When we wrote circle, we were able to re-use polygon because a many-sided polygon is a good approximation of a circle. But arc is not as cooperative; we can't use polygon or circle to draw an arc.
An alternative is to start with a copy of polygon and transform it into arc. The result might look like this:
def arc(t, r, angle):
arclength = 2 * math.pi * r * angle / 360
n = int(arclength / 4)
length = arclength / n
step_angle = angle / n
for i in range(n):
fd(t, length)
lt(t, step_angle)
The second half of this function looks like polygon, but we can't re-use polygon without changing the interface. We could generalize polygon to take an angle as a third argument, but then polygon would no longer be an appropriate name! Instead, let's call the more general function polyline:
def polyline(t, length, n, angle):
for i in range(n):
fd(t, length)
lt(t, angle)
Now we can rewrite polygon and arc to use polyline:
def polygon(t, length, n):
angle = 360.0 / n
polyline(t, length, n, angle)
def arc(t, r, angle):
arclength = 2 * math.pi * r * angle / 360
n = int(arclength / 4)
length = arclength / n
polyline(t, length, n, angle/n)
Finally, we can rewrite circle to use arc:
def circle(t, r):
arc(t, r, 360.0)
This process—rearranging a program to improve function interfaces and facilitate code re-use—is called refactoring. In this case, we noticed that there was similar code in arc and polygon, so we “factored it out” into polyline.
If we had planned ahead, we might have written polyline first and avoided refactoring, but often you don't know enough at the beginning of a project to design all the interfaces. Once you start coding, you understand the problem better. Sometimes refactoring is a sign that you have learned something.
A development plan is a process for writing programs. The process we used in in this case study is what I call “EGR” for “encapsulation, generalization and refactoring.” The steps of EGR are:
EGR has some drawbacks—we will see alternatives later—but it can be useful if you don't know ahead of time how to divide the program into functions. This approach lets you design as you go along.
A docstring is a string at the beginning of a function that explains the interface (“doc” is short for “documentation”). Here is an example:
def polyline(t, length, n, angle):
"""Draw n line segments with the given length and
angle (in degrees) between them. t is a turtle.
"""
for i in range(n):
fd(t, length)
lt(t, angle)
This docstring is a triple-quoted string, also known as a multi-line string because the triple quotes allow the string to span more than one line.
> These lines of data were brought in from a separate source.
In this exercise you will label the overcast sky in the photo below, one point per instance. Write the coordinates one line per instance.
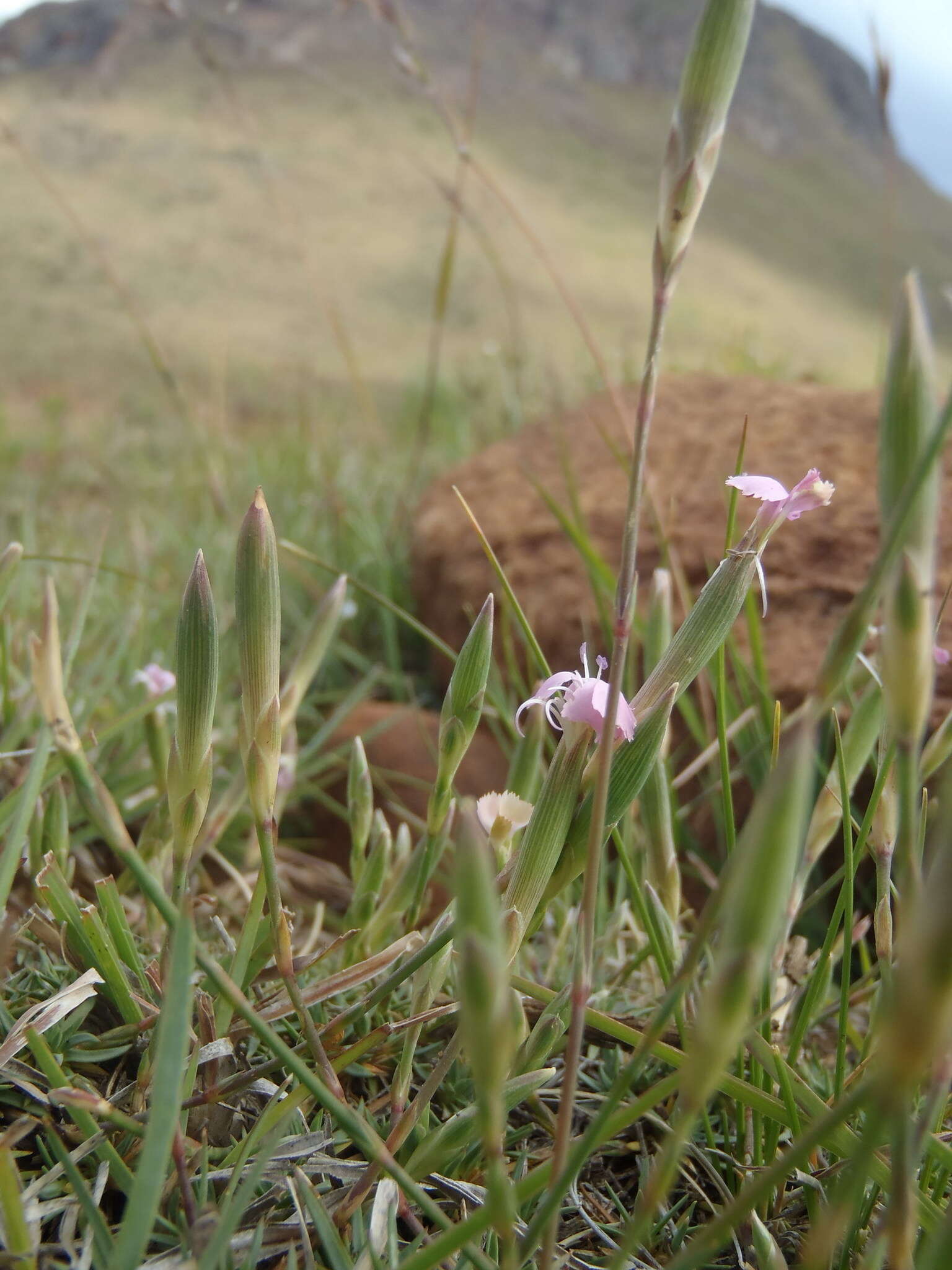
(917, 36)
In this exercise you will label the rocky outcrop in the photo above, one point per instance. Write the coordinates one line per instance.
(814, 567)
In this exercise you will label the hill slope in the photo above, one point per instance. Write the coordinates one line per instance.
(270, 190)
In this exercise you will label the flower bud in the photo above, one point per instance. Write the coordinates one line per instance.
(462, 708)
(190, 779)
(631, 766)
(546, 832)
(258, 621)
(359, 807)
(547, 1032)
(485, 1015)
(375, 871)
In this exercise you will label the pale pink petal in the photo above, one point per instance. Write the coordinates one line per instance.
(588, 701)
(157, 681)
(516, 809)
(764, 488)
(488, 809)
(508, 807)
(808, 494)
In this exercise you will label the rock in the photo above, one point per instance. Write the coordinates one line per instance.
(814, 567)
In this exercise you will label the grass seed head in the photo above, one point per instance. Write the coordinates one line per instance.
(697, 128)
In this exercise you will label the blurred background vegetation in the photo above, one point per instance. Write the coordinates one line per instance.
(224, 230)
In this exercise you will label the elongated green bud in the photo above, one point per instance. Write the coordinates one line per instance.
(756, 887)
(258, 621)
(547, 1032)
(697, 130)
(46, 664)
(359, 807)
(461, 713)
(546, 832)
(631, 766)
(908, 419)
(375, 871)
(9, 563)
(314, 648)
(190, 780)
(487, 1021)
(702, 631)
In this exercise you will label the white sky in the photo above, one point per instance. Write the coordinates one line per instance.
(917, 36)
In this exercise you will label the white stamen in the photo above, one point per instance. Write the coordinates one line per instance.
(763, 584)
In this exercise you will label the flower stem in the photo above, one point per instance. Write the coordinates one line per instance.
(584, 957)
(283, 956)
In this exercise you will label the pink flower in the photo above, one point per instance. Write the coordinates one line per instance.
(781, 504)
(573, 698)
(156, 678)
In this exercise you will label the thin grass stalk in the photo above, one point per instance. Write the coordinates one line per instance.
(707, 88)
(848, 866)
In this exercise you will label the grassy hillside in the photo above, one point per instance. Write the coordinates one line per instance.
(263, 221)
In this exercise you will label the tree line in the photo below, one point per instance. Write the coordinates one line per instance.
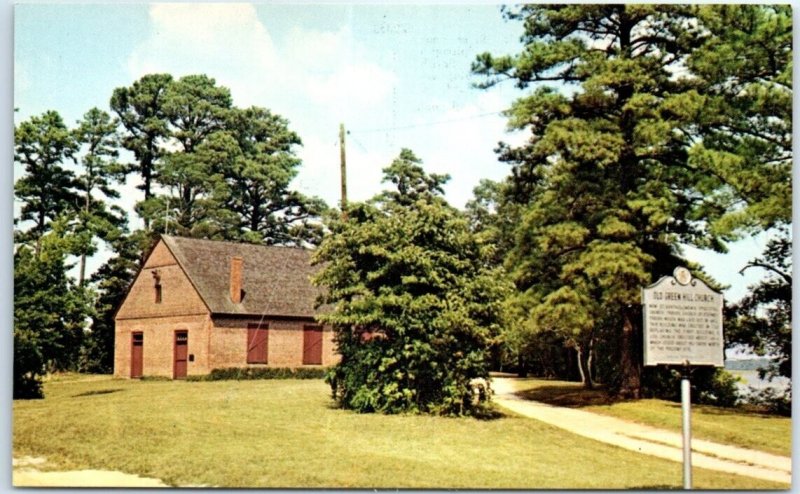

It is terse, but it contains the essential information someone would need to use this function. It explains concisely what the function does (without getting into the details of how it does it). It explains what effect each parameter has on the behavior of the function and what type each parameter should be (if it is not obvious).
Writing this kind of documentation is an important part of interface design. A well-designed interface should be simple to explain; if you are having a hard time explaining one of your functions, that might mean that the interface could be improved.